The two major species of rose used for essential oil production are Rosa x damascena Mill and Rosa x centifolia L. Studies cited by Salvatore Battaglia cite that rose oil may be valuable for treating gynaecological problems, including those relating to menstruation and menstrual cramps. Rose oil also has excellent emollient, softening and hydrating properties, and, accompanied by its stimulating and antiseptic qualities, makes it ideal for all skin types, especially for mature, dry or sensitive skin.

Rosemary (Rosmarinus officinalis)

Rosemary (Rosmarinus officinalis) is an evergreen shrub with needle-like leaves and a woody aroma, and it is one of the most popular aromatic and medicinal plants worldwide. Some studies have shown that rosemary oil may combat certain types of hair loss. It is also known in folk medicine as a pain reliever, and preliminary studies support pain relief benefits. Rosemary oil may also be used to repel insects such as ticks and mosquitoes and reduce cortisol levels in terms of relieving stress.

Sage (Salvia sclarea)

Sage (Salvia sclarea) is a flowering herb that is native to the Mediterranean Basin. The essential oil that’s extracted from the leaves and buds of the plant. Clary sage oil has been purported in some studies to have antibacterial properties and reduce stress. It may also alleviate some of the symptoms of menopause and relieve menstrual cramps.
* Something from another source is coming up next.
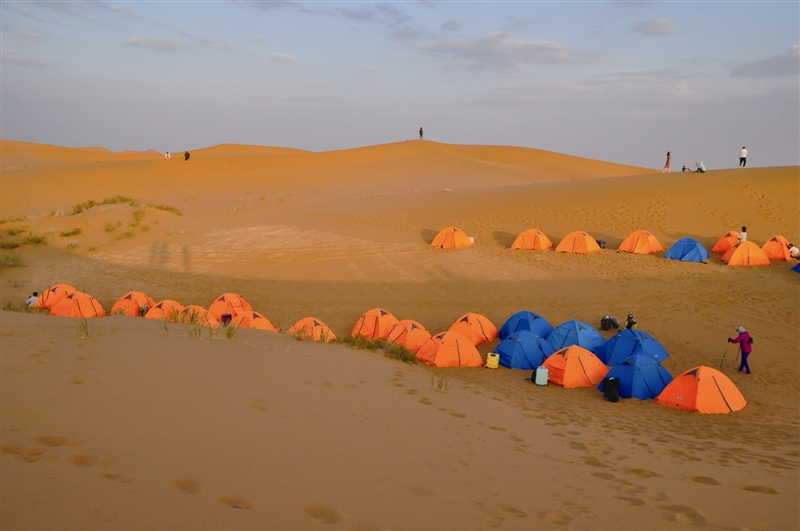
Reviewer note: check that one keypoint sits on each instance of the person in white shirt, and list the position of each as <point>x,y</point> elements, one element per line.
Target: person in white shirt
<point>31,302</point>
Sandalwood (Santalum album)

Sandalwood essential oil comes from the wood and roots of Santalum album, or the East Indian sandalwood tree, and it is said to be one of the most valuable trees in the world. Some studies cite that sandalwood oil has anti-inflammatory properties in terms of decreasing inflammation in some skin disorders. It is also said to help with wound healing and promote skin cell growth.

Tea tree (Melaleuca alternifolia)

Tea tree oil comes from the leaves of Melaleuca alternifolia, a small tree native to Queensland and New South Wales. It has been used as a traditional medicine by Aboriginal people for centuries. Tea tree oil can have a range of health benefits, according to some studies. They include speeding up the wound healing process, alleviating the symptoms of nail fungal infections and some skin conditions, reducing the severity of dandruff, and helping combat skin inflammation related to insect bites.
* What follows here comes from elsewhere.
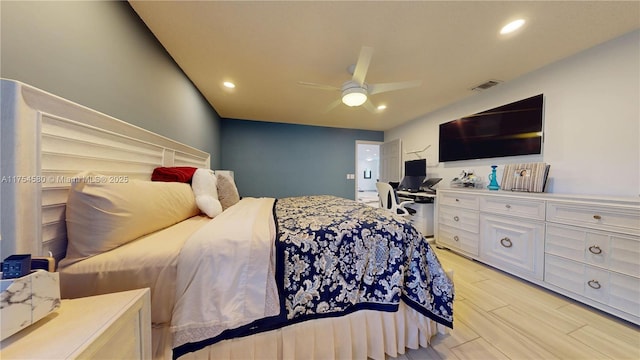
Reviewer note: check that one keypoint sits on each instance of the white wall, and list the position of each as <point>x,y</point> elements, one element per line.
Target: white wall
<point>591,115</point>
Ylang ylang (Cananga odorata)

Ylang Ylang Essential Oil

Ylang ylang is a yellow, star-shaped flower that grows on the Cananga tree (Cananga odorata). This tropical species is native to countries surrounding the Indian Ocean, such as India, the Philippines, Malaysia, Indonesia, and parts of Australia. Some studies have cited that ylang ylang oil has some proven health benefits, including reducing anxiety, boosting mood, lowering blood pressure, stimulating oil production in the skin and on the scalp, and having antibacterial, anti-fungal, and anti-inflammatory properties.